Eye Tracking As a Spectrum of Biomarkers in Children with ASD

Friday, May 12, 2017: 3:50 PM
Yerba Buena 8 (Marriott Marquis Hotel)
F. Shic1, Q. Wang2, A. Naples2, S. Macari2 and K. Chawarska2, (1)Center for Child Health, Behavior and Development, Seattle Children's Research Institute, Seattle, WA, (2)Child Study Center, Yale University School of Medicine, New Haven, CT
Background: Eye tracking has become a core methodology in autism research and is quickly moving towards relevance as a biomarker for ASD. Yet, the power of eye tracking lies not in its quantitative, objective, technical nature, but in the design of appropriate measures and paradigms that can tap into constructs with clinical and mechanistic relevance.
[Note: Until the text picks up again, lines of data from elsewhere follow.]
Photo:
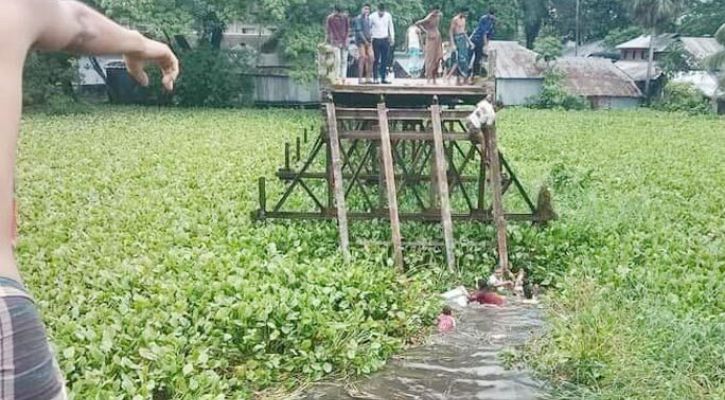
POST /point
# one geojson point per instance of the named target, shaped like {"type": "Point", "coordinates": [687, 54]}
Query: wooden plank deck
{"type": "Point", "coordinates": [413, 87]}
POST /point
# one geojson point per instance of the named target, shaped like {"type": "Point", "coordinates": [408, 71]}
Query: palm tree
{"type": "Point", "coordinates": [652, 15]}
{"type": "Point", "coordinates": [716, 63]}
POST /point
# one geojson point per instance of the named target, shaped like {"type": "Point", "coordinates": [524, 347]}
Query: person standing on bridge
{"type": "Point", "coordinates": [461, 42]}
{"type": "Point", "coordinates": [433, 43]}
{"type": "Point", "coordinates": [361, 31]}
{"type": "Point", "coordinates": [338, 30]}
{"type": "Point", "coordinates": [27, 366]}
{"type": "Point", "coordinates": [481, 38]}
{"type": "Point", "coordinates": [383, 34]}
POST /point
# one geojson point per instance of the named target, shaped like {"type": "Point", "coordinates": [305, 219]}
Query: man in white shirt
{"type": "Point", "coordinates": [383, 34]}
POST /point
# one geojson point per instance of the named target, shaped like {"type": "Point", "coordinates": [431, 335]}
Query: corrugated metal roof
{"type": "Point", "coordinates": [585, 50]}
{"type": "Point", "coordinates": [596, 77]}
{"type": "Point", "coordinates": [637, 70]}
{"type": "Point", "coordinates": [661, 42]}
{"type": "Point", "coordinates": [701, 47]}
{"type": "Point", "coordinates": [514, 61]}
{"type": "Point", "coordinates": [704, 81]}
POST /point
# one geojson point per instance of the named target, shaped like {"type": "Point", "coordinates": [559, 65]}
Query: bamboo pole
{"type": "Point", "coordinates": [387, 154]}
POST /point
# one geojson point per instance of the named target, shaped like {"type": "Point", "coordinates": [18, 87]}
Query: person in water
{"type": "Point", "coordinates": [486, 295]}
{"type": "Point", "coordinates": [446, 322]}
{"type": "Point", "coordinates": [520, 283]}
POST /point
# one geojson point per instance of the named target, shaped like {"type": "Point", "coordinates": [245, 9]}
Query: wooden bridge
{"type": "Point", "coordinates": [403, 152]}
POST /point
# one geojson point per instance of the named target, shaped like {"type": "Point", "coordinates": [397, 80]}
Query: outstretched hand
{"type": "Point", "coordinates": [157, 53]}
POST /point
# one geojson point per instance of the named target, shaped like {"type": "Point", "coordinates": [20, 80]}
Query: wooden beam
{"type": "Point", "coordinates": [334, 147]}
{"type": "Point", "coordinates": [387, 154]}
{"type": "Point", "coordinates": [442, 180]}
{"type": "Point", "coordinates": [395, 136]}
{"type": "Point", "coordinates": [489, 132]}
{"type": "Point", "coordinates": [396, 114]}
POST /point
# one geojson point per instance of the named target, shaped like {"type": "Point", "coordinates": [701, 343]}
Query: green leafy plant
{"type": "Point", "coordinates": [213, 78]}
{"type": "Point", "coordinates": [683, 97]}
{"type": "Point", "coordinates": [48, 82]}
{"type": "Point", "coordinates": [554, 95]}
{"type": "Point", "coordinates": [154, 283]}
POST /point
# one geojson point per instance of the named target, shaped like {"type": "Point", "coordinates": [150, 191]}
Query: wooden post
{"type": "Point", "coordinates": [334, 146]}
{"type": "Point", "coordinates": [494, 164]}
{"type": "Point", "coordinates": [441, 168]}
{"type": "Point", "coordinates": [434, 195]}
{"type": "Point", "coordinates": [387, 155]}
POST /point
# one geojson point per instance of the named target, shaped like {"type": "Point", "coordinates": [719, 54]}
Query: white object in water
{"type": "Point", "coordinates": [484, 114]}
{"type": "Point", "coordinates": [457, 296]}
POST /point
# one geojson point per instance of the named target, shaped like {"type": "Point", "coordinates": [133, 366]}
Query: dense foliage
{"type": "Point", "coordinates": [683, 97]}
{"type": "Point", "coordinates": [702, 17]}
{"type": "Point", "coordinates": [639, 314]}
{"type": "Point", "coordinates": [153, 281]}
{"type": "Point", "coordinates": [554, 95]}
{"type": "Point", "coordinates": [48, 79]}
{"type": "Point", "coordinates": [138, 247]}
{"type": "Point", "coordinates": [213, 78]}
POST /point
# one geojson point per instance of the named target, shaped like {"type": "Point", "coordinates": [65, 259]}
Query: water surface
{"type": "Point", "coordinates": [464, 364]}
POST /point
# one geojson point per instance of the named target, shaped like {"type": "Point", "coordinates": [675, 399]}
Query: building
{"type": "Point", "coordinates": [599, 81]}
{"type": "Point", "coordinates": [707, 84]}
{"type": "Point", "coordinates": [637, 49]}
{"type": "Point", "coordinates": [591, 49]}
{"type": "Point", "coordinates": [637, 71]}
{"type": "Point", "coordinates": [273, 85]}
{"type": "Point", "coordinates": [518, 76]}
{"type": "Point", "coordinates": [635, 56]}
{"type": "Point", "coordinates": [700, 48]}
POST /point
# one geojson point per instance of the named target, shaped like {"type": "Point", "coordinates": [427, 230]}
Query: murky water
{"type": "Point", "coordinates": [460, 365]}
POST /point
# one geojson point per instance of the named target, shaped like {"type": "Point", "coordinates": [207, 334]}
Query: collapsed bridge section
{"type": "Point", "coordinates": [403, 153]}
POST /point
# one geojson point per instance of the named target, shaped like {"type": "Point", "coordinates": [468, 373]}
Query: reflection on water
{"type": "Point", "coordinates": [460, 365]}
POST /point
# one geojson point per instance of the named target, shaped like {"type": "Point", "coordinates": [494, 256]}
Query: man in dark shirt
{"type": "Point", "coordinates": [480, 38]}
{"type": "Point", "coordinates": [338, 29]}
{"type": "Point", "coordinates": [485, 295]}
{"type": "Point", "coordinates": [364, 42]}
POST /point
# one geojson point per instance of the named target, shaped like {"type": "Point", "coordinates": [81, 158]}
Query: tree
{"type": "Point", "coordinates": [702, 17]}
{"type": "Point", "coordinates": [549, 48]}
{"type": "Point", "coordinates": [652, 15]}
{"type": "Point", "coordinates": [716, 62]}
{"type": "Point", "coordinates": [534, 13]}
{"type": "Point", "coordinates": [598, 17]}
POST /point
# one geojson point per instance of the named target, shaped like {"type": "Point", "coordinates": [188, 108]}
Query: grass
{"type": "Point", "coordinates": [137, 244]}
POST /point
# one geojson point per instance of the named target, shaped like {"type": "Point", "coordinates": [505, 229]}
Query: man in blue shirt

To critically examine, through a series of example studies, a spectrum of eye tracking data metrics, paradigms, and analysis approaches, with the ultimate goal of charting the trajectory of eye tracking as a potential biomarker for ASD.


We aim to categorize eye tracking biomarker development efforts in ASD in terms of their (1) intended use; (2) selection of measures; and (3) theoretical approach. Using illustrative data from infants and toddlers on paradigms such as Chawarska et al., 2012 (including subsets of children with ASD (n=206), developmental delay (DD; n=51), children at high risk for autism without autism (HRNA; n=115) and typical development (TD; n=184)) we describe tasks and approaches designed to capture features of autism, describe mechanisms, and fulfill a practical role in early diagnostics or monitoring. We then turn towards a discussion of measures and contrast high-level region-based approaches to data-, computational-, and statistically-driven approaches.


We show that standard region-of-interest (ROI) based eye-tracking techniques replicate high-level deficits observed in ASD, such as diminished orienting towards social information (p<.001). We show that a single paradigm can be flexibly used to explore genetic mechanisms associated with autism (sex-linked differences between girls at high risk for ASD and other groups at 6 months, p<.06), to identify early markers of later developing autism (>80% predictive accuracy), and quantify features associated with clinical phenotypes (correlations with autism severity, p<.05). We discuss the utility of missing data and the distributional properties of fixations, saccades, and looking time, highlighting the importance of understanding the fundamental nature of eye tracking metrics and the errors that can result from lack of clarity. We show that data-driven methods, computationally-based approaches, and statistical techniques designed to quantify “atypicality” complement high-level approaches and provide additional precision towards our goal of defining “biomarkers” (p<.01). Stepping back and examining the field critically, we highlight the disconnect between eye tracking as a research methodology and as a clinical tool. Similarly, we reframe our progress as a field in terms of our goals for a viable biomarker for autism. We point towards cumulative evidence of the field of eye tracking in ASD research as a positive and the power of large data sets and new approaches to provide illumination.


Eye tracking is a powerful tool that has provided us with a way of quantifying atypical behavior and social preferences in children with ASD. Viewed as a tool with multiple axes of flexibility and a spectrum of forms, it empowers us to make great progress towards identifying viable biomarkers for ASD symptoms and dimensions impacting quality of life. Yet, in order to do so, our research questions must be framed and appropriate methodology brought to bear.